Making articles public versus private

When you build your knowledge base, you may want to share some of it with the public through a URL. Documentation on how to use your product or service is a common application for a public knowledge base. Other articles are for internal use only. These would be operational guidelines for accomplishing common tasks, organizational charts with employee information, and other things you and your team reference on a regular basis. CRM software comes with an editor in which you can compose your documents. Editors allow you to control who can contribute or edit, designate whether the article is public or private, and wherein the hierarchical structure the article should go. If you’re writing for external consumption (people outside your company), spend more time to ensure proper grammar. You also want to write with a friendly tone, which takes more time than straightforward language. Keep your messaging in mind, as any public documents reflect your brand,

Structuring Knowledge for Internal
When you know your team is going to access your knowledge base on a regular
basis, take the time to intelligently design the structure of how it’s built. A good design for a knowledge base minimizes the effort required to look up
Include an index.just as a table of contents is key to navigate a reference book so must your knowledge base have a useful index.
Beyond structuring your knowledge base by group, individual groups have categories of information they need to find. You may want to set up multiple levels of indexing, as well Indexing a knowledge base means separating your documentation into categories, and subcategories beneath those categories. Be descriptive, and make sure each article in your knowledge base is relevant to the category it is in. If the document pertains to multiple categories, include all relevant keywords so the document can be easily searched.
Use straightforward language.
When writing for reference, it isn’t necessary to use flowery language or long, complex sentences. A knowledge base is built around fast, easy access to information. Short sentences, obvious headings, and bullet lists are the easiest way to provide that information for internal use.
Include links to other helpful resources.
When building your knowledge base, reference other webpages or documents. Doing so is useful when external sources are updated by other people, or when you want to keep your knowledge base article shorter. Cross-link your articles, so that when one article references another, all the viewer has to do is click a keyword to view that article.

Sharing Knowledge with Leads and Clients

Your knowledge base for external consumption is just as important as your
marketing messages. Bad spelling and grammar, nonintuitive structure, or misinformation reflect on your brand just as outbound messaging does.

Oftentimes, companies share product details, features, and capabilities with the general public. This information helps answer questions that your leads and clients have without burdening your customer service team. If someone does ask a question of your customer service professionals, they can suggest that the information is available online through the knowledge base. Giving access to information empowers the public to conduct research on their own, allowing you to work more efficiently.

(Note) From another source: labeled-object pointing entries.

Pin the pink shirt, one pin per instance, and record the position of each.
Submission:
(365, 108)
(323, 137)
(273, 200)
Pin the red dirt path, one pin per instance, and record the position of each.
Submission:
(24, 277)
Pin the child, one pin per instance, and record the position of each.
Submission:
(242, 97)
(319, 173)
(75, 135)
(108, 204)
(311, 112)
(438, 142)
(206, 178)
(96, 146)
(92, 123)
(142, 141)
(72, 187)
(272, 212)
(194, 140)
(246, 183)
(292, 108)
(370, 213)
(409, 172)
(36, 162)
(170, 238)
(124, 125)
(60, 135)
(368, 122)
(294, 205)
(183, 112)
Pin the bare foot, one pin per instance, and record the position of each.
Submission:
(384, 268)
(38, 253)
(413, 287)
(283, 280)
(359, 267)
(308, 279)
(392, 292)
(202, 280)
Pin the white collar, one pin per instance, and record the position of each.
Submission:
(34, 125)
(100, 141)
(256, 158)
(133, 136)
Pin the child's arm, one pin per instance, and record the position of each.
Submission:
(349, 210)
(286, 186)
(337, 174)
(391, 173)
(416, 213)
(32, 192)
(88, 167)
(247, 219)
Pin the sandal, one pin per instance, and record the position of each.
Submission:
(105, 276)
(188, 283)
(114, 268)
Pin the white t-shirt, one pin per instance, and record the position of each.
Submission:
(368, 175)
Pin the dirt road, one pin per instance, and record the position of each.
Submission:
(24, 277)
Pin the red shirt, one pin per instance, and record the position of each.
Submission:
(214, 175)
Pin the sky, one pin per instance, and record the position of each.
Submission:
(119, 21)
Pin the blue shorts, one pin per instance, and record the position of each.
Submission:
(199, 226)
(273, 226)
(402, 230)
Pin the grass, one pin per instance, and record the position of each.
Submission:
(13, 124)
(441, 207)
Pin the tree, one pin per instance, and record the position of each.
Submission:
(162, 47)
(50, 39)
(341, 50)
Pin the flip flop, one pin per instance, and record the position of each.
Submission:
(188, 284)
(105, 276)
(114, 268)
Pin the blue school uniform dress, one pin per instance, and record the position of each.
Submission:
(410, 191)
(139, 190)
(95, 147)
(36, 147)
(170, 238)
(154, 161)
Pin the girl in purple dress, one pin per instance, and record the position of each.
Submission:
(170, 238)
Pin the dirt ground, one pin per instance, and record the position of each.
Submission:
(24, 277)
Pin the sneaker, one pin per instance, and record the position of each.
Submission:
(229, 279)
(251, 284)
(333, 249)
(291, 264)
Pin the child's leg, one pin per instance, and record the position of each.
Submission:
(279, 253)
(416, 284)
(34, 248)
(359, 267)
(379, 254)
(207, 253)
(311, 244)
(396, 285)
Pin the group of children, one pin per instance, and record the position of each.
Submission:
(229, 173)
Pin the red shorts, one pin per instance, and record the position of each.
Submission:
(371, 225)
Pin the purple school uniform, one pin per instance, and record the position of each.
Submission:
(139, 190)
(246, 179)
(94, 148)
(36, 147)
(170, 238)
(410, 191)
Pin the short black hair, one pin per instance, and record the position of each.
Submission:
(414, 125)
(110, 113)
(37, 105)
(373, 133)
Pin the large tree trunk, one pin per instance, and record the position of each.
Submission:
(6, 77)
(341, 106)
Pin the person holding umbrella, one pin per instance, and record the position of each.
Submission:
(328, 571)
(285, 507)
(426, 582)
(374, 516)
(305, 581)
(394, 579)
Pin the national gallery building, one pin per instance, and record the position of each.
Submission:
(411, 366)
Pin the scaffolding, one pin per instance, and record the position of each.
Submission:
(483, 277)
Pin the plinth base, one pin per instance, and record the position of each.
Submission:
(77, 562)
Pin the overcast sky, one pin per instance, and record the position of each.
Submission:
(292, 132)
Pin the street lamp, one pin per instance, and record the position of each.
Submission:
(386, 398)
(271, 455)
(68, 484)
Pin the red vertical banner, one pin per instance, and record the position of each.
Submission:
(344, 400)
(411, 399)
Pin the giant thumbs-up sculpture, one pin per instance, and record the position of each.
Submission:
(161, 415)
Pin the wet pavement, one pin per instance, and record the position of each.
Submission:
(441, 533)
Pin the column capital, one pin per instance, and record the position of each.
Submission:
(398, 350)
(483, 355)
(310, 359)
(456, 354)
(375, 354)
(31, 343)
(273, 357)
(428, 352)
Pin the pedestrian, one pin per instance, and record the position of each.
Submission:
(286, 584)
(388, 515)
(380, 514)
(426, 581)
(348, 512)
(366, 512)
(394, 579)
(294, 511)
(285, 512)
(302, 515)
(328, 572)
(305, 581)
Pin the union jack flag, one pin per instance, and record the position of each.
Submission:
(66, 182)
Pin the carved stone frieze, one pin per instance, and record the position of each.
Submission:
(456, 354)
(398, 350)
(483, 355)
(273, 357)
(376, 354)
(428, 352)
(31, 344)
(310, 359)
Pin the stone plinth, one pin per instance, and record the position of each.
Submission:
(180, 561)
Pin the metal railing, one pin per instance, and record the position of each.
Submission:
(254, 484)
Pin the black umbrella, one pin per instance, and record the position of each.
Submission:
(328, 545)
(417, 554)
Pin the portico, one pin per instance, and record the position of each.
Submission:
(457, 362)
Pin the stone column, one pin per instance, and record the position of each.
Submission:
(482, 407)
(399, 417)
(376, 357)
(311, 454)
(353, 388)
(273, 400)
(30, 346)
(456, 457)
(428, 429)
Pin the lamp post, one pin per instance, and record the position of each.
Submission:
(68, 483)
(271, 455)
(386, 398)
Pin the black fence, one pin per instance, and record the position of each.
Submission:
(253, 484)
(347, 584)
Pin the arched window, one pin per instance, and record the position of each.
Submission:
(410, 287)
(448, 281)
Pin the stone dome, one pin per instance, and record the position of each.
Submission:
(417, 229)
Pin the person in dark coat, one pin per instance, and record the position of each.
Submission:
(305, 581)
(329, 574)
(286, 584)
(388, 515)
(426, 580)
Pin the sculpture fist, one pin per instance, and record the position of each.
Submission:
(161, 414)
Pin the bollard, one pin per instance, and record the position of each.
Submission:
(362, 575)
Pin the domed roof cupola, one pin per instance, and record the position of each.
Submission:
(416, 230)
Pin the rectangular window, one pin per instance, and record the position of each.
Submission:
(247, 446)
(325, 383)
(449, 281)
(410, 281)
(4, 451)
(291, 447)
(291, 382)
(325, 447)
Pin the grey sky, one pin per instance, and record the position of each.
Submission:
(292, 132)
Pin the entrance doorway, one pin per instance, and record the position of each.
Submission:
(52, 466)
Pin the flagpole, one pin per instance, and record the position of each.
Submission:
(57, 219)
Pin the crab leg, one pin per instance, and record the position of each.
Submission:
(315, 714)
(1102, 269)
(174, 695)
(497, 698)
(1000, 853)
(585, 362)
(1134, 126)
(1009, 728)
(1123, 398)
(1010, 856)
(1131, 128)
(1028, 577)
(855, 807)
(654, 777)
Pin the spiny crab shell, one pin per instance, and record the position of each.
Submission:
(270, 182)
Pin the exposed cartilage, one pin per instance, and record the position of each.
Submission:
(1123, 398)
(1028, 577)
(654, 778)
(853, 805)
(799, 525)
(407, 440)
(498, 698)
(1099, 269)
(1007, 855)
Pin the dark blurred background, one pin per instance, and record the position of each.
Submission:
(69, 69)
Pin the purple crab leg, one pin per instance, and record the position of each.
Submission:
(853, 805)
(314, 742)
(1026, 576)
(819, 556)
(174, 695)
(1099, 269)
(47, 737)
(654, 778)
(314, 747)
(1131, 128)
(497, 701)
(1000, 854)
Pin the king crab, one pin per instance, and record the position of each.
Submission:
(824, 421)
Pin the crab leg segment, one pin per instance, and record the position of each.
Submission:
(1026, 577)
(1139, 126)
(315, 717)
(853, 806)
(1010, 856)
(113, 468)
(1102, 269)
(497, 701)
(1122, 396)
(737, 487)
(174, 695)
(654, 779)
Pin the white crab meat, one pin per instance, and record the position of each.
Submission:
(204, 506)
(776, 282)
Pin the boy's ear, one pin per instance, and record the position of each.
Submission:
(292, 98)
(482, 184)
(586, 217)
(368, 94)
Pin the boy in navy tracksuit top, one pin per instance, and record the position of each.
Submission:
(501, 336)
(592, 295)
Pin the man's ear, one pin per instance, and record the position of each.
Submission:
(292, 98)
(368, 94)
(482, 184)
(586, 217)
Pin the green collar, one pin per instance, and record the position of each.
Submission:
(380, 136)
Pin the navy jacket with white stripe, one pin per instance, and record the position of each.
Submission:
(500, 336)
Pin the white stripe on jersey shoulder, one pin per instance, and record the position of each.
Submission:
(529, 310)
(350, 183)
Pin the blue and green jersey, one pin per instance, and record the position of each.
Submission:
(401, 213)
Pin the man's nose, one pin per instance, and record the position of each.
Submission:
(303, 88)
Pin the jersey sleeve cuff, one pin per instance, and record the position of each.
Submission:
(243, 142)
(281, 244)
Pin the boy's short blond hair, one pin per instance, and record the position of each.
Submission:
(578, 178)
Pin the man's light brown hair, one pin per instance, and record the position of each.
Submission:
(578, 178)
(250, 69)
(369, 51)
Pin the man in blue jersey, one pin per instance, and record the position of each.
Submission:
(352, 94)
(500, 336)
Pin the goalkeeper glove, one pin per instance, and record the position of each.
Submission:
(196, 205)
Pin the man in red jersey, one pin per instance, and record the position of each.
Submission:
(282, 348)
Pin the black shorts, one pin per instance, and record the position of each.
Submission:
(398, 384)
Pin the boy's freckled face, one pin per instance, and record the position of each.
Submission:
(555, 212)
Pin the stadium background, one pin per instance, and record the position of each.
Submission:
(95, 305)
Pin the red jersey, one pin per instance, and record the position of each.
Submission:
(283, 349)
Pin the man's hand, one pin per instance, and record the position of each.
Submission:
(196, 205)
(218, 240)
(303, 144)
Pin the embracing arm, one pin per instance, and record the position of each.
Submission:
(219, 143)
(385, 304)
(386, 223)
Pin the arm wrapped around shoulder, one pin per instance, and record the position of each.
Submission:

Two actions can save your employees time:

Integrate your knowledge base with customer service.

Your chat and support ticketing systems should be able to reference your knowledge base. Even if not directly integrated into the software, if your support team can easily find, copy, and paste information from your knowledge base into responses to customers, your organization saves time and ensures consistency.

Link to your knowledge base from your website/emails.

Prospects and clients should be able to gain easy access to your publicly available content with a URL directly linking to your public-facing knowledge base. Direct access to information provides a convenient, useful way to educate people. By embedding these links in your emails and web content, your contacts can find that information on their own, limiting the burden on your support team. In turn, you can handle support with fewer resources, saving you a considerable cost.